Located strategically in the Korea Strait, the island’s potential to become a military target in the event of an armed conflict in this tense region would increase exponentially with the addition of a naval base. The threat this poses to the men, women and children of Jeju Island is unconscionable, and it can be avoided through halting the base construction.
Since plans for the naval base were announced five years ago, 94 percent of Gangjeong residents have voted against the base and used every possible democratic means to block its construction in their pristine fishing village.
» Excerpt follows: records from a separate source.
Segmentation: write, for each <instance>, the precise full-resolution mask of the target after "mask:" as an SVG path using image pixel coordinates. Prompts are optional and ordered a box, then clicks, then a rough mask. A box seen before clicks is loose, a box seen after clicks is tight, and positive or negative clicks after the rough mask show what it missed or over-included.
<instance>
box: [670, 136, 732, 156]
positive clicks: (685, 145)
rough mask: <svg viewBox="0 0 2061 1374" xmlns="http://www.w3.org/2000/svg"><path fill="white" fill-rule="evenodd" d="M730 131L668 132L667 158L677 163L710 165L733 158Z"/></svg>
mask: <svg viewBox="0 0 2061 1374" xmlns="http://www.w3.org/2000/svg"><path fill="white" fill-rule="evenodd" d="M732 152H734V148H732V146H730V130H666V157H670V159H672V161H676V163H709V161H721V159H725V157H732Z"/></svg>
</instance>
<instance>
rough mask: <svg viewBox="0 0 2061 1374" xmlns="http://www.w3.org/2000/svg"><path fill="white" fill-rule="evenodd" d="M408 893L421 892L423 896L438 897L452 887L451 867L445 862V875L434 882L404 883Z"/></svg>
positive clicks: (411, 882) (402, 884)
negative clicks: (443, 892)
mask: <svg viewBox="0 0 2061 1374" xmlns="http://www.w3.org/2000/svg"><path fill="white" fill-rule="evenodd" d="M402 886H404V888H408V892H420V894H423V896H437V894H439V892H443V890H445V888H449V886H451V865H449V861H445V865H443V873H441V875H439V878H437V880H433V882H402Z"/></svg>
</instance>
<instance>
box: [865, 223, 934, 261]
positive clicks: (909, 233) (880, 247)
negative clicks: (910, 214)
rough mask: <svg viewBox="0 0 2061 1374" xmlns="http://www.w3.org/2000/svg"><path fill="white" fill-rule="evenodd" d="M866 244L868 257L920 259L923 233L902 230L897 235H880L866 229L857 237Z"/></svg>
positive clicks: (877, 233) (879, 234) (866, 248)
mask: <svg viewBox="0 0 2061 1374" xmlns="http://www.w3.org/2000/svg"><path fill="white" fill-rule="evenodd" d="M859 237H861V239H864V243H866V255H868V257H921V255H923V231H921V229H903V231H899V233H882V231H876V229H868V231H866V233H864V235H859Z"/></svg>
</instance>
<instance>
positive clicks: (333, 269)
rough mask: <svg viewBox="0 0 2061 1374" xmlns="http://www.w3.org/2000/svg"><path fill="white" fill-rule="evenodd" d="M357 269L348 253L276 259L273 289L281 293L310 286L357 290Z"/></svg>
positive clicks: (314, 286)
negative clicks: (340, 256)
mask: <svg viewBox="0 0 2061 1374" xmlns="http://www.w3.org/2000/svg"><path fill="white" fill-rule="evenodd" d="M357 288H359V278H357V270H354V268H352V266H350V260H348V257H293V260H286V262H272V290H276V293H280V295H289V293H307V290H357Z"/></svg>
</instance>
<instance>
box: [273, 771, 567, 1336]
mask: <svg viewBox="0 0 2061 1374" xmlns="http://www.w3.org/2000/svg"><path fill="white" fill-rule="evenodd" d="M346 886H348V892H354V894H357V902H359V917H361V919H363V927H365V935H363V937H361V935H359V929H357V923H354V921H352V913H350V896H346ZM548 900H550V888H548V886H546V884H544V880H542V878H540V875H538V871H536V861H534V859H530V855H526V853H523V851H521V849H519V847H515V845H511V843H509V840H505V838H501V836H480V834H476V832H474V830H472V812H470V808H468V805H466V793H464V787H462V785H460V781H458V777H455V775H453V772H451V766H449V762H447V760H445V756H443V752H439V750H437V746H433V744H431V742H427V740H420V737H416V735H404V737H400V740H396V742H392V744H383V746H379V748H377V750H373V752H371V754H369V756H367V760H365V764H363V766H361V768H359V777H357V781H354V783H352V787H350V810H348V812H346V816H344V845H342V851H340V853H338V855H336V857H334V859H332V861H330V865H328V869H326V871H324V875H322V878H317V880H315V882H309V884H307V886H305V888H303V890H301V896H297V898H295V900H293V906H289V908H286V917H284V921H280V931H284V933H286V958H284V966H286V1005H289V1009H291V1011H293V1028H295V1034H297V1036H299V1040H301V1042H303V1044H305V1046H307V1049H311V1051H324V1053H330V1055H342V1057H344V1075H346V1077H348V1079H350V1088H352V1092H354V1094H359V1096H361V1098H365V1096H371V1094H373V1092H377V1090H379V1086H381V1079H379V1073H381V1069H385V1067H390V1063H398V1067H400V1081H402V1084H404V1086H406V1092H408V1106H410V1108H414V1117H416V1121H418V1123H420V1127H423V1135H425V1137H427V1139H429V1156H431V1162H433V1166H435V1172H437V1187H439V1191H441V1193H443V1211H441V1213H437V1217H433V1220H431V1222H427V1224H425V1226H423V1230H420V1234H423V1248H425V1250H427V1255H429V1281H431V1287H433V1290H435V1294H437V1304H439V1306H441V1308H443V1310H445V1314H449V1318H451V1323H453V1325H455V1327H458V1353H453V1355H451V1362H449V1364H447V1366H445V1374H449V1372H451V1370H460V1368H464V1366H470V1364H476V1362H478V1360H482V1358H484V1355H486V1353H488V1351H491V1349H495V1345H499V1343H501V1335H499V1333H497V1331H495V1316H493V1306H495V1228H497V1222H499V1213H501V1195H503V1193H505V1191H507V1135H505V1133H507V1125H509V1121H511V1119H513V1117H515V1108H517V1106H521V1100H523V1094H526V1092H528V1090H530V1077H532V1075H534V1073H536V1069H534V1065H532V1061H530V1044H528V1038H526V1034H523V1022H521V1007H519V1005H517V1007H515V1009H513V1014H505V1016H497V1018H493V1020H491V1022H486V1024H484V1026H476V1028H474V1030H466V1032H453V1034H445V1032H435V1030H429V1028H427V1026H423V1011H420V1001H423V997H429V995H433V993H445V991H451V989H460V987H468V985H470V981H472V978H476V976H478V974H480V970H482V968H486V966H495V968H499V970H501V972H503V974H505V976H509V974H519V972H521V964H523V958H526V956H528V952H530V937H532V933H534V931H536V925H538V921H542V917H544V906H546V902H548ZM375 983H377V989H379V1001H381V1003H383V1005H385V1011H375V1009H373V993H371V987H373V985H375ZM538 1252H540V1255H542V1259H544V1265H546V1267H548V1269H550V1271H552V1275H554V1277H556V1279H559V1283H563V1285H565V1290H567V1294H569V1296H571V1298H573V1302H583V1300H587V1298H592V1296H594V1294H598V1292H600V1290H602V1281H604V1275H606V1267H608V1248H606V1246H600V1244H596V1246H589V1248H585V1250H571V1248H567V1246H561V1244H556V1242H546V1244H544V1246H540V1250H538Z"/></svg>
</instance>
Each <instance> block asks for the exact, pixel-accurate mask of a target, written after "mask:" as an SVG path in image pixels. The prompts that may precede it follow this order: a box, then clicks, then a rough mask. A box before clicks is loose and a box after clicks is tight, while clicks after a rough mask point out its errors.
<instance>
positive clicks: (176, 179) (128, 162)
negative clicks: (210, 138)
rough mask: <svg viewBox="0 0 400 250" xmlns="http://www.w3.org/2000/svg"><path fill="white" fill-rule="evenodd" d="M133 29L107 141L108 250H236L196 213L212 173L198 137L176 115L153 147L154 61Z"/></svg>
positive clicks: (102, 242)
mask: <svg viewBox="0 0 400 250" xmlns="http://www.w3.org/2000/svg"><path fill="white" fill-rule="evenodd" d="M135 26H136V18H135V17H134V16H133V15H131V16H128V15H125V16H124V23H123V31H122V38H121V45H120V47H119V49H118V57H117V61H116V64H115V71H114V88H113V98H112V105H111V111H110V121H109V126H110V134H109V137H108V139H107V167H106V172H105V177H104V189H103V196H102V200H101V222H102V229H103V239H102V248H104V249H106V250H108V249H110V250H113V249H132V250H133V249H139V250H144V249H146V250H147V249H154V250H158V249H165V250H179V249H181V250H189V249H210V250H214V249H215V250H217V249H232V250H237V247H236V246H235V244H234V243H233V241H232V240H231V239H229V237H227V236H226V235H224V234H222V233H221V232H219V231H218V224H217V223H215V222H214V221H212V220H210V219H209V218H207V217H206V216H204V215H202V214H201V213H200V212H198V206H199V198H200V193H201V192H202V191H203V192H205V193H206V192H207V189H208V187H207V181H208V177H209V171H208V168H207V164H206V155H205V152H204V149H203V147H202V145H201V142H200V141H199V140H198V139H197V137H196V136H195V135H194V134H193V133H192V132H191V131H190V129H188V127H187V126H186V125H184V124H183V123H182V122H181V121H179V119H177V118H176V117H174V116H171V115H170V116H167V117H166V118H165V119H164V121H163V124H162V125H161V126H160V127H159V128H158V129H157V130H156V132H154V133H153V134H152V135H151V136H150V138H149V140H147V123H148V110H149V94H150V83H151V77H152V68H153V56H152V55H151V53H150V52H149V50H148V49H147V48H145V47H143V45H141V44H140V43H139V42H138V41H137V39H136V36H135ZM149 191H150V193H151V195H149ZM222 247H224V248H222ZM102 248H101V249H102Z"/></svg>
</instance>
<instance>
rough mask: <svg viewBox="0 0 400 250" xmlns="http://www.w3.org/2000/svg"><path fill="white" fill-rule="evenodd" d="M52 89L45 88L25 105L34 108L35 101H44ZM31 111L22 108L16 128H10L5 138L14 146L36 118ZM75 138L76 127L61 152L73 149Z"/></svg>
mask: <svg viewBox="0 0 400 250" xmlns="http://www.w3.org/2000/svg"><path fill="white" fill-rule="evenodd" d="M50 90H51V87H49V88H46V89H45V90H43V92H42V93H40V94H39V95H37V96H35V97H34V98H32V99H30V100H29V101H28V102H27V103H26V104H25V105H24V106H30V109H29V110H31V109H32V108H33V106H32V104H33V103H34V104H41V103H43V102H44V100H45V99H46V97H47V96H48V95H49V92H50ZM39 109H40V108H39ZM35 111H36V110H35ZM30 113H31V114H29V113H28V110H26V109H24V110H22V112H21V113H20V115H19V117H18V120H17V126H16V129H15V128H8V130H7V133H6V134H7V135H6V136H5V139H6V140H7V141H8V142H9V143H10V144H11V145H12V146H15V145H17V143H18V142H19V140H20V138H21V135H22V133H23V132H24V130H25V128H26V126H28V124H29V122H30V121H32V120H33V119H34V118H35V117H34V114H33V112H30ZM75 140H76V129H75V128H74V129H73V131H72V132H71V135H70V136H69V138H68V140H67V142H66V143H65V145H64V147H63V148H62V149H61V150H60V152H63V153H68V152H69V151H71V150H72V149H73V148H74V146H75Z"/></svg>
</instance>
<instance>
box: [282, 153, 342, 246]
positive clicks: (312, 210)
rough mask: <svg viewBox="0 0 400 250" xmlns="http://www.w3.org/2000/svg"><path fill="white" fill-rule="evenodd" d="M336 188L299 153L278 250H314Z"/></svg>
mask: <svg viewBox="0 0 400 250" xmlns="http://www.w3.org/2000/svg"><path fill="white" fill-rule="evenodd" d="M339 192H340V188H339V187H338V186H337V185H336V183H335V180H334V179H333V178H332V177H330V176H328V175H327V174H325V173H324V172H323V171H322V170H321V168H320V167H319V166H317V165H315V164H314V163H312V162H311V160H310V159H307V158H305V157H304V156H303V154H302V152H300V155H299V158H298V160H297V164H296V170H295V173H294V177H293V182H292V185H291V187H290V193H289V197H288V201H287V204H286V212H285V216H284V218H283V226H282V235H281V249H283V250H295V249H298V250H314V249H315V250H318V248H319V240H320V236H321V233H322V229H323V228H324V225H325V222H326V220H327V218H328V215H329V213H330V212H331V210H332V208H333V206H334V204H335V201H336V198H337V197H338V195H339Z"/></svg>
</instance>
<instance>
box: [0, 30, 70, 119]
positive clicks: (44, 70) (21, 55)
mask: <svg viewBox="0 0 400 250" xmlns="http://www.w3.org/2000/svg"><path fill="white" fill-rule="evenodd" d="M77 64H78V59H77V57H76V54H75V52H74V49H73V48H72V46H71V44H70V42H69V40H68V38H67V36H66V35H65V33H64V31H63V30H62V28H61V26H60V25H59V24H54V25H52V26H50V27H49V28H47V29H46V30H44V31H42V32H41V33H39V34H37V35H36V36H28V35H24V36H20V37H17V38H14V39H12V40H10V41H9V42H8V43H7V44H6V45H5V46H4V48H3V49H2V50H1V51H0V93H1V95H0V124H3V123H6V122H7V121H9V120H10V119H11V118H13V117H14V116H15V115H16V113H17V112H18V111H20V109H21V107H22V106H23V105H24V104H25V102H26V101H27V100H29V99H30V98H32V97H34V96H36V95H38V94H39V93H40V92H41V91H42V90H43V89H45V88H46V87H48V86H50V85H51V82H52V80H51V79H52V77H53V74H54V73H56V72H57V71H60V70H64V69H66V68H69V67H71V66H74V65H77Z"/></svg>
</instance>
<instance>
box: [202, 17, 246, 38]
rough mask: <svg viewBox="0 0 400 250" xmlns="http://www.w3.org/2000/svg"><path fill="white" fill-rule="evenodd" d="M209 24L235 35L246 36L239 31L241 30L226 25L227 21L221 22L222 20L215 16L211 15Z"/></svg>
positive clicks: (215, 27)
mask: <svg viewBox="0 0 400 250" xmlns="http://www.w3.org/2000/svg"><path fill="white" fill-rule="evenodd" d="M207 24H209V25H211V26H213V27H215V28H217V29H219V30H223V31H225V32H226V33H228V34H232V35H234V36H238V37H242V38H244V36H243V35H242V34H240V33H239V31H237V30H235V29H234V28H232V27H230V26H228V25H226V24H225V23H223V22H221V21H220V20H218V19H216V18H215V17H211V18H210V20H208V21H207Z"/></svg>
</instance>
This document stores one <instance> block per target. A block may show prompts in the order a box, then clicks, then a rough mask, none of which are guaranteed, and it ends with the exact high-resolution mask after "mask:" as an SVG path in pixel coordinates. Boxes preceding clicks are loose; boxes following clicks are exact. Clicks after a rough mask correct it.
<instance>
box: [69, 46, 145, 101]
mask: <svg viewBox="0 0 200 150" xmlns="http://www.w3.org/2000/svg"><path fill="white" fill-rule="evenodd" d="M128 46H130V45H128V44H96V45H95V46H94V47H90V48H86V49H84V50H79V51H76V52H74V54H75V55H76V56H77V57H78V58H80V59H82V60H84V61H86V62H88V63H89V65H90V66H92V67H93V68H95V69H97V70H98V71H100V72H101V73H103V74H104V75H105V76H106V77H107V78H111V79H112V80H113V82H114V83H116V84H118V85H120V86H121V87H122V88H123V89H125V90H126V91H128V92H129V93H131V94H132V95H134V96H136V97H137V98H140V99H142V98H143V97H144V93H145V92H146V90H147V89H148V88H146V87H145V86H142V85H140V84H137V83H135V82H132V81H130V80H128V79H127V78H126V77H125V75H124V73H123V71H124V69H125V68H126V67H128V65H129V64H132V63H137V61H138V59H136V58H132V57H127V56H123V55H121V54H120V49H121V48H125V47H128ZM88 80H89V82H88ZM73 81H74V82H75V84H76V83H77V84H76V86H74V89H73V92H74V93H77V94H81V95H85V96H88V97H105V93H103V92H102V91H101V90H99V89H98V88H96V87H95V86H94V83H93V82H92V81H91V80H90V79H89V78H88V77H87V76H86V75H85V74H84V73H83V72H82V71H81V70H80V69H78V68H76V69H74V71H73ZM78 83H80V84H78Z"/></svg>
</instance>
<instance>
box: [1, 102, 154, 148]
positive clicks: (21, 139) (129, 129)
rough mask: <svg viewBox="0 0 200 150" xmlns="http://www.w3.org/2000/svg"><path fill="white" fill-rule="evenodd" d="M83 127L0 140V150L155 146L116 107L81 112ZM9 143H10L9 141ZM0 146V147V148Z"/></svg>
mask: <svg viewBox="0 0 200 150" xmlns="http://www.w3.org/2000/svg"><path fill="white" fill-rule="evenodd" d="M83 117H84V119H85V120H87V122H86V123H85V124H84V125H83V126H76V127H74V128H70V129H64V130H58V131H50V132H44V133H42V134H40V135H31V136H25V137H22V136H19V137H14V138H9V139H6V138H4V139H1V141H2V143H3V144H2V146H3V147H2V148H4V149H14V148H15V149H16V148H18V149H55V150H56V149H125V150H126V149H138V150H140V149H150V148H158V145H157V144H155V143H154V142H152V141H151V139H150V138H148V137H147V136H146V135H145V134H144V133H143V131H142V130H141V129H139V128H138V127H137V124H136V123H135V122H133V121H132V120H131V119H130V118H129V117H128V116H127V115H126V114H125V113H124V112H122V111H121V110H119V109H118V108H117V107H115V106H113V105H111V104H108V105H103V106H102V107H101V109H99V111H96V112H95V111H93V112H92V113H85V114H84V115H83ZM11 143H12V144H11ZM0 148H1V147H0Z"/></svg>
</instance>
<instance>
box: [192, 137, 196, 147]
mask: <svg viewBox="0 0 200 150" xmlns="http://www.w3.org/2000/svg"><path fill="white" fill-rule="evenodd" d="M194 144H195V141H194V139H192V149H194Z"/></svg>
Yet their protests have fallen on mostly deaf ears.
Jeju Island is situated off the southern part of the Korean Peninsula and covers a lava plateau with a shield volcano at an elevation of 1,950 meters above sea level. The high biological diversity, unique volcanic topography and the culture of Jeju Island attract many tourists.
The home for this proposed military facility is the tiny village of Gangjeong, which is surrounded by three UNESCO World Natural Heritage sites and nine UNESCO Geo-Parks on an island that is designated a Global Biosphere Reserve. Construction is accelerating daily with the dredging of the island’s seabed and its coral communities currently underway.
Many observers of the region believe that the Jeju Island naval base will serve as a port of call for the U.S. military’s sea-based component of its ballistic missile defense system.
This is not only an issue of protecting the environment or preventing military expansion. Human rights and free speech are also at stake. Villagers have been arrested during nonviolent protests. Police and construction workers have assaulted elderly members of the community, who represent a large portion of the activists.
Jeju Island is under attack. “Touch not one stone, not one flower,” is its residents’ battle cry. Will you join them?